In May 2023, the US FDA approved sotagliflozin (Inpefa) to decrease the risk of cardiovascular death, hospitalization for heart failure, and urgent heart failure visit in adults with heart failure or type 2 diabetes, chronic kidney disease, and other cardiovascular risk.

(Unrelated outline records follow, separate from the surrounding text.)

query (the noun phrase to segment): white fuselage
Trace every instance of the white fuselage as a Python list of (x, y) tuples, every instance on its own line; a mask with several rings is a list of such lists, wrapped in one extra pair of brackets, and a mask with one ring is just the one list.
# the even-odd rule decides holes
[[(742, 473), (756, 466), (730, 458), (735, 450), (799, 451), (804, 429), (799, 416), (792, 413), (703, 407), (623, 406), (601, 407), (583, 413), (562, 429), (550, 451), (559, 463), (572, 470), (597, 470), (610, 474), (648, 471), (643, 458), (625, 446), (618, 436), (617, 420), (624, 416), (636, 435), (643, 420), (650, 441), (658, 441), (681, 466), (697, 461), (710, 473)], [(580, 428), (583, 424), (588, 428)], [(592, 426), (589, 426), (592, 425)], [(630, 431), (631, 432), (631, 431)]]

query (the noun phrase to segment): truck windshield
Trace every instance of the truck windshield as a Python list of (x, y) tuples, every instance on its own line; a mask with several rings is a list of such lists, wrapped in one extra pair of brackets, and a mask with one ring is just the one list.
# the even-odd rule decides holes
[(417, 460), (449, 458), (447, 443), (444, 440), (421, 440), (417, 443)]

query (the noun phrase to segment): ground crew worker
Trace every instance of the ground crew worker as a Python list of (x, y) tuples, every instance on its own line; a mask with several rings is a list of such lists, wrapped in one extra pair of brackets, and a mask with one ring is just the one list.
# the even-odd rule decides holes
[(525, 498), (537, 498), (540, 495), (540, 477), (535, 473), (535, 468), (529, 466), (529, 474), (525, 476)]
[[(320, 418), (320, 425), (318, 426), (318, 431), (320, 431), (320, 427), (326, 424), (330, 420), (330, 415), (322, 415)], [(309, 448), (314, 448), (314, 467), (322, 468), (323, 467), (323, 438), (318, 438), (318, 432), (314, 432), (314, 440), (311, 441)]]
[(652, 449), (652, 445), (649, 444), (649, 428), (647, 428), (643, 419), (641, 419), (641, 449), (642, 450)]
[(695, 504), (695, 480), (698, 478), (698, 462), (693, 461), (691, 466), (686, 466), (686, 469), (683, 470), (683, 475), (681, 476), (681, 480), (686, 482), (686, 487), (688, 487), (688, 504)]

The marketing authorization for sotagliflozin was withdrawn in the EU in August 2022, at the request of the marketing-authorization holder.

== Research ==
Combination of insulin with sotaglifozin led to a significant lowering of systolic and diastolic blood pressure and multiple indirect markers of arterial stiffness, including pulse pressure, without changes in pulse rates.